Darwin’s intuitions about “inherited habits” no doubt came from his observation that humans had such things, combined with his desire to minimize the gap between humans and other animals. He is sometimes said to have biologized human culture, but he is more accurately accused of culturizing biology. Darwin had a sophisticated, if erroneous, picture of the distribution of the inherited effects of use and disuse across traits. He thought that behavior was more susceptible to the inheritance of acquired variation and that anatomy was much more conservative in this regard, so he could account for the fact that human behavior was much more variable from place to place than were human bodies. As “On the Races of Man,” chapter 7 of the Descent, shows, Darwin was not seduced into thinking that the huge behavioral differences he and other pioneering anthropologists observed among humans could be accounted for by differences in conservative—we would say today genetic—characters. Rather, he attributed them to the more labile characters that we would today label cultural.

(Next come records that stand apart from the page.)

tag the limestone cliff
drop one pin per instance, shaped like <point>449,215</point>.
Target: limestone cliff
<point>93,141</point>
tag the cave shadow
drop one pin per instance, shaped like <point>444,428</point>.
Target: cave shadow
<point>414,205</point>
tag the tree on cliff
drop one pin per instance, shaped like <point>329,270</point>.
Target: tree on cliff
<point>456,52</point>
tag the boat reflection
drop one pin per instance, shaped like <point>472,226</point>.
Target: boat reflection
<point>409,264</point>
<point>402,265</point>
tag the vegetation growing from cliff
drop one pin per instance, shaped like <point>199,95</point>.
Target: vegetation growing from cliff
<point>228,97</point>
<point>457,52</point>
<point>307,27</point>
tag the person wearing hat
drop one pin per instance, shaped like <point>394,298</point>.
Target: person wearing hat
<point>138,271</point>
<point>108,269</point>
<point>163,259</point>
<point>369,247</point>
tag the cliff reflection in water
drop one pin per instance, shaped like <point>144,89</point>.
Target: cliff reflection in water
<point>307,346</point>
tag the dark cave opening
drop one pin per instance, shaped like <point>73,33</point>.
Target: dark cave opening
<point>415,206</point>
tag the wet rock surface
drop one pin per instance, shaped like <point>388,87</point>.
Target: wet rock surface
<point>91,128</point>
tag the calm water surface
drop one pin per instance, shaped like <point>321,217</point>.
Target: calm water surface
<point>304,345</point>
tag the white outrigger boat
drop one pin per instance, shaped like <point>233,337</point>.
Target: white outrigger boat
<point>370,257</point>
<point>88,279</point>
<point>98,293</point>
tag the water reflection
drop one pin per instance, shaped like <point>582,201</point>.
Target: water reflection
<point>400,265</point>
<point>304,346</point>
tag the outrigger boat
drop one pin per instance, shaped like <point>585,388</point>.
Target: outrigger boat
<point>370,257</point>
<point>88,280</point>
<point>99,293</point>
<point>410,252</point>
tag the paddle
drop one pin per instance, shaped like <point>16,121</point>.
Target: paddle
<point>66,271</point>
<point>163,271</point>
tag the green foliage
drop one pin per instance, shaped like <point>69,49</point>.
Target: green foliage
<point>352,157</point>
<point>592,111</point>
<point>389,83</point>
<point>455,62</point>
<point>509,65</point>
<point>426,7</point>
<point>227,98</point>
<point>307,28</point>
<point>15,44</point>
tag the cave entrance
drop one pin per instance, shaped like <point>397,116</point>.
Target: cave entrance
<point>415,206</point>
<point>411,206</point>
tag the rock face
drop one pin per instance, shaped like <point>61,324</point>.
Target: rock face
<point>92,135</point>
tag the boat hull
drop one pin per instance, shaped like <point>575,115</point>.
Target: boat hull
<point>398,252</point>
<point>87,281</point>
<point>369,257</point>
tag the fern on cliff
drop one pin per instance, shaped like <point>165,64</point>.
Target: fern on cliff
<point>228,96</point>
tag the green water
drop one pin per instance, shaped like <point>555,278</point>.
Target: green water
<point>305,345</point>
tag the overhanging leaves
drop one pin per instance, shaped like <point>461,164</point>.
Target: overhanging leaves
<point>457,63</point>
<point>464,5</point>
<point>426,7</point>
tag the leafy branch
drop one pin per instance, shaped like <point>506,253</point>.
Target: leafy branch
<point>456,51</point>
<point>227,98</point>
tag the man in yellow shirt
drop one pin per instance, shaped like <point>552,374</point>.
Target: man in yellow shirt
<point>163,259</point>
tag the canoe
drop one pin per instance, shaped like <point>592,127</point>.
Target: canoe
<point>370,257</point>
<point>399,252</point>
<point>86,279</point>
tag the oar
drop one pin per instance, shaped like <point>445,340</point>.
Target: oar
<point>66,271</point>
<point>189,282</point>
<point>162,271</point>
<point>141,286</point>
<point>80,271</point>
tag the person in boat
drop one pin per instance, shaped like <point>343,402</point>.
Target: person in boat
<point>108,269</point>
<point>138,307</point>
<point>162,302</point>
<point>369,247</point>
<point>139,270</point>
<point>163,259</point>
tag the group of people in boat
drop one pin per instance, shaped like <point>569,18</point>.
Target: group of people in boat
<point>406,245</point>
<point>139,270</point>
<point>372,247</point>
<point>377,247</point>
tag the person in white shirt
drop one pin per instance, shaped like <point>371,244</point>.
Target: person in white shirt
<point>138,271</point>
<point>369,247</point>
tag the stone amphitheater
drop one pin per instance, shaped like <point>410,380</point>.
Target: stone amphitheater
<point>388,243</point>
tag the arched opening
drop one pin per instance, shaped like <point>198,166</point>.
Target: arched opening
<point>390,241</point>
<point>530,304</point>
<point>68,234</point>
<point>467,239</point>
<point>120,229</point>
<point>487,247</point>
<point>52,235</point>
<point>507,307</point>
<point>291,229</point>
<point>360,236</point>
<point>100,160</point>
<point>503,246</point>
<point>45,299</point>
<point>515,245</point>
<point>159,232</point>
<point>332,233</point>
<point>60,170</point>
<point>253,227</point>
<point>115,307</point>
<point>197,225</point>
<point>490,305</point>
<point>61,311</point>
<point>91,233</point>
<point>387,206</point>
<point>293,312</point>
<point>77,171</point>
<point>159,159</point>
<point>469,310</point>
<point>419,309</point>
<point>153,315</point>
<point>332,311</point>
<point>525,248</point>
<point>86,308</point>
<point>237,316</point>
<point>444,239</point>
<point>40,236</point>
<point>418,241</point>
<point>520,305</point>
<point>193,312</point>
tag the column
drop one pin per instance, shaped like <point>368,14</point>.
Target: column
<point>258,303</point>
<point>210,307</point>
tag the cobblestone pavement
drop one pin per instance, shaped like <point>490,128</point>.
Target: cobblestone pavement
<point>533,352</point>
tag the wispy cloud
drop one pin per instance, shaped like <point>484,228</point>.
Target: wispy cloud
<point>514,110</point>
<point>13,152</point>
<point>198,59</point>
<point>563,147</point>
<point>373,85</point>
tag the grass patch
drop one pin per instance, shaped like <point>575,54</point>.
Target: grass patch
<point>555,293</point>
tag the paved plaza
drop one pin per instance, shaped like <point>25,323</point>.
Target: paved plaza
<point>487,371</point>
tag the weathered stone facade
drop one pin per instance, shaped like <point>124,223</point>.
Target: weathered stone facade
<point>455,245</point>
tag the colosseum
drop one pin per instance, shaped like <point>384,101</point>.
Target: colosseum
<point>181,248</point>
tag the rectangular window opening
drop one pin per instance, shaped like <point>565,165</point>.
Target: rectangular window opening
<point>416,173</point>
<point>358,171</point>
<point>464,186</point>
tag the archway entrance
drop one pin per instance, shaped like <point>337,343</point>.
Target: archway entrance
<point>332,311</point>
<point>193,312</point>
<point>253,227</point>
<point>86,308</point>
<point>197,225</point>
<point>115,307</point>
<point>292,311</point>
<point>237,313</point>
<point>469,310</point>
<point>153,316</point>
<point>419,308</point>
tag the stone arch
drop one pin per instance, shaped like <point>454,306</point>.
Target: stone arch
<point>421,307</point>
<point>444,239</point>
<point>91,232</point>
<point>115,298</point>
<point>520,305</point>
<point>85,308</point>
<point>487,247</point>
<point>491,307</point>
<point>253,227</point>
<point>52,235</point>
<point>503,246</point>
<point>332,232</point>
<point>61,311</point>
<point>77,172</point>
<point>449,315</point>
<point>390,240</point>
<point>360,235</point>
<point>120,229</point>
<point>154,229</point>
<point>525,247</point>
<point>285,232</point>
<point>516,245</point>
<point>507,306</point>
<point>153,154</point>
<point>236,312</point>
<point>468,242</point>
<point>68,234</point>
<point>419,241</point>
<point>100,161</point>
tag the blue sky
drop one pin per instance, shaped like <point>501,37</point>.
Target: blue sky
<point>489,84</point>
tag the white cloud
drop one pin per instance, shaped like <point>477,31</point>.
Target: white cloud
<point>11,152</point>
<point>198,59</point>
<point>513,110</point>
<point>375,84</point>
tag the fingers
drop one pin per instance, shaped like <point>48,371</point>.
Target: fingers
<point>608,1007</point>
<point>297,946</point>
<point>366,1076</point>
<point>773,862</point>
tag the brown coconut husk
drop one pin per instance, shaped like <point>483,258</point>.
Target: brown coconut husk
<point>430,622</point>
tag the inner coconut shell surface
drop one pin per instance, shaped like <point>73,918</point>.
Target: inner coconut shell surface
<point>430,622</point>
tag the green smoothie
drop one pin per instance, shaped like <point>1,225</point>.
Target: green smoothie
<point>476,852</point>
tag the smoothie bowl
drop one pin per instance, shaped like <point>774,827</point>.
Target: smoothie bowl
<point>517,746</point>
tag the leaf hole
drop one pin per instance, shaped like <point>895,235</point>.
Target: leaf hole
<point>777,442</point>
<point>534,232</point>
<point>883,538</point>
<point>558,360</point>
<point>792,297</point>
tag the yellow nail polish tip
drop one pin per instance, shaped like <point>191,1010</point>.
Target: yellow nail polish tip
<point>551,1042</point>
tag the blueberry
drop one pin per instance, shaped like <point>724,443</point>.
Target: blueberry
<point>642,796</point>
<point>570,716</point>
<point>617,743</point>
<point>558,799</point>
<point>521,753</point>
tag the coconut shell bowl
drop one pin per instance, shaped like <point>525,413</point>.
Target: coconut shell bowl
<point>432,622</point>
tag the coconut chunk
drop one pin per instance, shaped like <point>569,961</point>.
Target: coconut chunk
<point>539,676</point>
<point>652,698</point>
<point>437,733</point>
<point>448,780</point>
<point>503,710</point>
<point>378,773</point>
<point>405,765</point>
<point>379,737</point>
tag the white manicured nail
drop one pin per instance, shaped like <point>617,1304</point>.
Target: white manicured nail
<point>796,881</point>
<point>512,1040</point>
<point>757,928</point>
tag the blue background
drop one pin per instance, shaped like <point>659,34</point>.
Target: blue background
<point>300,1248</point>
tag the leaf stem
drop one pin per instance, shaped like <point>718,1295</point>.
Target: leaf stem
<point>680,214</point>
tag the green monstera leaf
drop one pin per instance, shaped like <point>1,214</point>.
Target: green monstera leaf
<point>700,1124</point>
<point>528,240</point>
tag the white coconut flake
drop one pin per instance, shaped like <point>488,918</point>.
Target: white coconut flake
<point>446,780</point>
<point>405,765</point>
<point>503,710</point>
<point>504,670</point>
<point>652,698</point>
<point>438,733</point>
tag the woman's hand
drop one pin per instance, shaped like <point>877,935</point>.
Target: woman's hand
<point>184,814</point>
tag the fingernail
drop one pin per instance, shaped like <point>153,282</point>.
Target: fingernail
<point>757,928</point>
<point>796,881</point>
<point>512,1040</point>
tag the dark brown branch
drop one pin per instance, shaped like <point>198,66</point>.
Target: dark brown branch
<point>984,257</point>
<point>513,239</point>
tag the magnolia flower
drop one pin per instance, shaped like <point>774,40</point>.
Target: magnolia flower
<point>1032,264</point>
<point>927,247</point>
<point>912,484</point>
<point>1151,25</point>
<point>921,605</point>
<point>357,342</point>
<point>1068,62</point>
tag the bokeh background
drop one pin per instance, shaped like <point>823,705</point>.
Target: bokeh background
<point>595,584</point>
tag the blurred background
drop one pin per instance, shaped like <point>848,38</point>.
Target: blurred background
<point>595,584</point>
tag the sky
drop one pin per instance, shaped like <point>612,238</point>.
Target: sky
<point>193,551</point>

We thus have an interesting historical paradox: Darwin’s theory was a better starting point for humans than any other species, and required a major pruning to adjust to the rise of genetics. Nevertheless, the Descent had no lasting influence on the social sciences that emerged at the turn of the twentieth century. Darwin was pigeonholed as a biologist, and sociology, economics, and history all eventually wrote biology out of their disciplines. Anthropology relegated his theory to a subdiscipline, biological anthropology, behind the superorganic firewall. Since the midtwentieth century, many social scientists have treated Darwinian initiatives as politically tainted threats. If anything, the gulf between the social and natural sciences continues to widen as some anthropologists, sociologists, and historians adopt methods and philosophical commitments that seem to natural scientists to abandon the basic norms of science entirely.
In this book, we follow Darwin’s path not taken. Beginning with psychologist Donald T. Campbell’s work in the 1960s, we, and a few compatriots, have sought to give cultural evolution its due weight without divorcing culture from biology. We hope to convince you that this approach to cultural evolution delivers new and powerful tools to dissect some of the enduring problems of the human sciences: How do genes and culture interact to influence our behavior? Why are humans so extraordinarily successful a species? How do individual processes and the institutional structures and functions of groups articulate? What are the sources of cultural diversity? Why, despite our success as a species, do our actions often seem mildly (or sometimes wildly) dysfunctional? Why does our behavior sometimes lead to colossal catastrophes? Why are we sometimes downright heroic in our concern for others’ welfare while in other circumstances indifferent, callous, exploitative, or vicious? As far as we can see, the benefits of such a theory are large compared with the cost of abandoning certain cherished commitments to disciplines, methods, and hypotheses that it casts into doubt. We hope that by the time you finish this book you will agree.